You have to price your book competitively, $5.99 or less, according to Smashwords. Lulu recommends even lower prices than this. Amazon’s 70% royalty for ebooks only applies to Kindle ebooks priced between $2.99 and $9.99.

Marketing is all about author/ book discovery. Ideally you need to build a platform via social media before you publish.

3. Let’s get this straight first up:

In self publishing you keep the rights to your book and publish it yourself. You can do this via Amazon, Apple, B&N, Kobo, Smashwords, and Sony, who act as distributors of your book. You retain 70% of the price instead of 17.5% offered by legacy publishers for digital editions.

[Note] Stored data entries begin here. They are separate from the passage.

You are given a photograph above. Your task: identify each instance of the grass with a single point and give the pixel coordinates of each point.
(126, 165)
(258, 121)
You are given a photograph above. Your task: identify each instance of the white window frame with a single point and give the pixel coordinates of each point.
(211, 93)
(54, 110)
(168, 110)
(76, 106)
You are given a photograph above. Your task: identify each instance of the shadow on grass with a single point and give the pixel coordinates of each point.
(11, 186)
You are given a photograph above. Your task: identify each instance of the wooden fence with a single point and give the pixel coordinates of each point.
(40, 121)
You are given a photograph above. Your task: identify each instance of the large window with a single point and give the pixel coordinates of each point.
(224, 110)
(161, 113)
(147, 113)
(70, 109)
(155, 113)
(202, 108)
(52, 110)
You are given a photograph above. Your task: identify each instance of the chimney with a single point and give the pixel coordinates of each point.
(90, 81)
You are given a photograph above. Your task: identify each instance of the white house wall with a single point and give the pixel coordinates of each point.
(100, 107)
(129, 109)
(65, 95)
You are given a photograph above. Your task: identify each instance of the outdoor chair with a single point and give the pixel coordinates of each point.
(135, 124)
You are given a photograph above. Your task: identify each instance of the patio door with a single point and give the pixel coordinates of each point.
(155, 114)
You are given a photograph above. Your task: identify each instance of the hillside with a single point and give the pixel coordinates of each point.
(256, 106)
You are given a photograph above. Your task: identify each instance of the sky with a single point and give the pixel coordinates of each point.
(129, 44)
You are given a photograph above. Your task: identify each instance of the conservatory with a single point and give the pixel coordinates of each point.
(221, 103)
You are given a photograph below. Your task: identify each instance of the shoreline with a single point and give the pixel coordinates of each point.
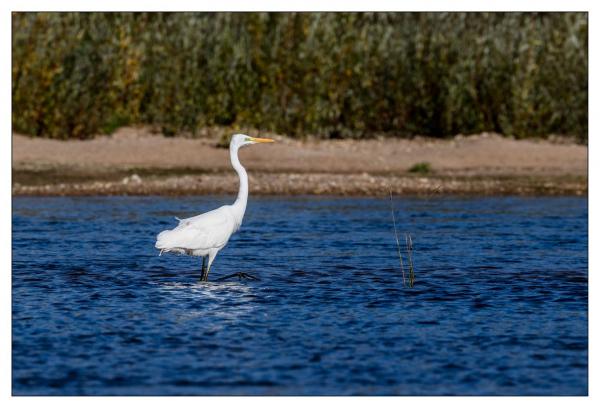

4. One of the biggest criticisms of self-publishing

Badly written, unedited books, perhaps published by vanity presses, can reach the market and possibly flood it. But I see the readers and reviewers as the new gatekeepers of quality, and the rubbish tends to sink to the bottom of the slush pile quite quickly. We still all need good editors or self-editing (perhaps feedback from peers) for our self published books.

Authors have started employing the term “indie” author to give credence to the new self-publishing pathways, and to underscore the hard work involved. The indie authors do everything the traditional publisher does: they own their own ISBNs and are paid by the retailer/distributor directly.

5. Success Stories

Many of the big-earning indie authors are happy to be picked up by traditional publishers. Amanda Hocking is famous for her $2 million deal with St Martin’s Press.

6. Amazon Kindle Direct Publishing: (KDP)

If you’re ready to go, you should upload your file directly to KDP and create your own cover to maximise your profit. You can format your e-book from a Word file using an ebook creator, such as Kindle Create, in order to convert it into Amazon’s format AZW.

However, there are formatters available at a small cost if necessary. You might need to use an aggregator such as Smashwords or Lulu to get into the Apple i-Book Store. A new kid on the block is Draft2Digital.

There is a How To Site for beginners like me on Amazon.

7. Other POD Solutions

Ingram Sparks, CreateSpace, iUniverse, AuthorHouse, are Print-On-Demand self publishing companies.

They offer ebook conversion services and distribution, and sometimes hybrid print/publishing packages (these companies usually charge a few hundred dollars for converting your ebook). In some cases, this can work out OK for authors, but be aware that you may not be able to name your own price.